In my most recent column about Secretary of Education Betsy DeVos, I mentioned the concept of charter schools. Essentially, these schools are run by independent charter organizations but are still funded by the public. They’re also on the verge of being introduced to Kentucky school systems in the form of HB 520.

Just this past week, HB 520 passed through the Kentucky House of Representatives with a vote of 56-39. Despite its majority support from the House and Bevin, there are those who continue to oppose the bill. Opponents, including Bowling Green Representative Jody Richards, D-Ky., argue the proposed bill takes away too much power from locally elected school boards.

The bill does give the power to authorize charter schools in the state to local school boards. However, the Kentucky Board of Education holds the power to settle disputes between local school boards and charter organizations. In other words, locally elected education officials do not have a final say on whether or not a charter school will be authorized in their area.

So, who appoints members to the Kentucky Board of Education you may ask? According to Kentucky’s Department of Education website, the governor has the power to appoint 11 voting members to the state board of education, there are 12 members total.

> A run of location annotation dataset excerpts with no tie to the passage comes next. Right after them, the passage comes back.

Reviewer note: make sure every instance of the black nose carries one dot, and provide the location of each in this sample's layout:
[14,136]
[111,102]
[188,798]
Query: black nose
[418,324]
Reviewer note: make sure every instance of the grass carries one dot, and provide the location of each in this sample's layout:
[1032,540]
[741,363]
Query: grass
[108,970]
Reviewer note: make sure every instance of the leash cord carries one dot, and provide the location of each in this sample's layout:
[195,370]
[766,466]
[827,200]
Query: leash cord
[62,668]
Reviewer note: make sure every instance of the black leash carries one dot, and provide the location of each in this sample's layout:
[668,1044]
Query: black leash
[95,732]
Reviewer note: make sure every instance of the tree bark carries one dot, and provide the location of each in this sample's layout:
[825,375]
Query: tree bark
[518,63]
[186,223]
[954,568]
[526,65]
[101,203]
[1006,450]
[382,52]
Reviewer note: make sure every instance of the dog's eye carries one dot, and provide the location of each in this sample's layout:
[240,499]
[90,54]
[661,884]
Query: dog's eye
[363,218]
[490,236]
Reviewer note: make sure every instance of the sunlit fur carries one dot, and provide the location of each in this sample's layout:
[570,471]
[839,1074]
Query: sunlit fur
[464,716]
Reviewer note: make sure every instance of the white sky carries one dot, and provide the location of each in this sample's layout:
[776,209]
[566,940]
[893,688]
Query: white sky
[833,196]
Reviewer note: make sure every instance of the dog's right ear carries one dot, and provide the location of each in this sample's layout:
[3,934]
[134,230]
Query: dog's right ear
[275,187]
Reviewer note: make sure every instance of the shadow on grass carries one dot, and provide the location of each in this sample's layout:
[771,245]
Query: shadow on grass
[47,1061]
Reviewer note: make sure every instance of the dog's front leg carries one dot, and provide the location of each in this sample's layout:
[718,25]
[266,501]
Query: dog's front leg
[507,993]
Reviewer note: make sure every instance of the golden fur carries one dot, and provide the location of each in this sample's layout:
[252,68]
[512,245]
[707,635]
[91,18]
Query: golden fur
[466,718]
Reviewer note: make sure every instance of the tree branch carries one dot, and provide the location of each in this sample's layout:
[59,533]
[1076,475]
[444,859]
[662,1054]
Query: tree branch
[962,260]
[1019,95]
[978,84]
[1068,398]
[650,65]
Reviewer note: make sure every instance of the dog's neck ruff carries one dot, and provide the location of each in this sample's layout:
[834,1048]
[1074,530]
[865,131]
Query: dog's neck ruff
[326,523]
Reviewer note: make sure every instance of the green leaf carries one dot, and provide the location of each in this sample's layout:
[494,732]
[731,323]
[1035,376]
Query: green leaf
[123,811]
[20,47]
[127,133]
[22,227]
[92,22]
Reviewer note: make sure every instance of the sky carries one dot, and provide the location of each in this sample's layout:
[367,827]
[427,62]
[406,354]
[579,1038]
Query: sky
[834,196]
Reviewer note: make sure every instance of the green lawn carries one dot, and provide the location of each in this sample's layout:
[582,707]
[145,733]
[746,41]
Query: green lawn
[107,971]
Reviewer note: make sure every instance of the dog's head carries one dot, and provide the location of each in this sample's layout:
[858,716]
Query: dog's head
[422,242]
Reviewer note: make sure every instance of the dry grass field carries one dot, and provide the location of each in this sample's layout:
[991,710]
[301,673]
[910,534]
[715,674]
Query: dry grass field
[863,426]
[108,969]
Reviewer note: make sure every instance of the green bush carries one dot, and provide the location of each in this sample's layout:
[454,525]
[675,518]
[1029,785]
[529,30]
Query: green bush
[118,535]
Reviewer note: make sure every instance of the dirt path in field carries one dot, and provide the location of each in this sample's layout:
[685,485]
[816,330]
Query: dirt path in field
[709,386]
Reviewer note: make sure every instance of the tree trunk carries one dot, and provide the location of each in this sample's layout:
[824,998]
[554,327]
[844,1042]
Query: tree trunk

Surely Bevin can’t be using this vote, which could hold irreversible consequences for our public schools, as a platform for flexing his political authority. There’s no way he has a history of pulling controversial stunts to promote his own partisan agenda.

It turns out, he does!

Just ask our friends over at the University of Louisville, a school that nearly lost its accreditation after Bevin removed the presiding board of trustees. This could have had a disastrous effect on the value of UofL degrees, research dollars and financial aid for students.

Who can forget when early on in his term, one of Bevin’s more widely circulated stunts when he criticized Kentucky House Democrats in a video he made from their own empty House Chamber. While he berated them for wasting tax dollars and not getting anything done, the democrats were actually right across the street working on a transportation budget in the Capitol Annex.

He didn’t have to do these things. Bevin saw the opportunity to flaunt his power over people who couldn’t challenge him. Unfortunately, it’s likely he will soon hold great influence over the charter school debate for the foreseeable future.

What does this say to the hard-working public school teacher who will now be compared to charter school teachers that don’t work under the same government regulations? Having been a public school student my entire life, I cannot approve of this bill nor the actions of our governor.

So what’s next for HB 520? The bill faces its last obstacle to being passed as the Senate Education Committee votes on it within the next few weeks. According to Committee Chairman Mike Wilson, R-Ky., he talks of being “pretty confident” a charter bill will pass.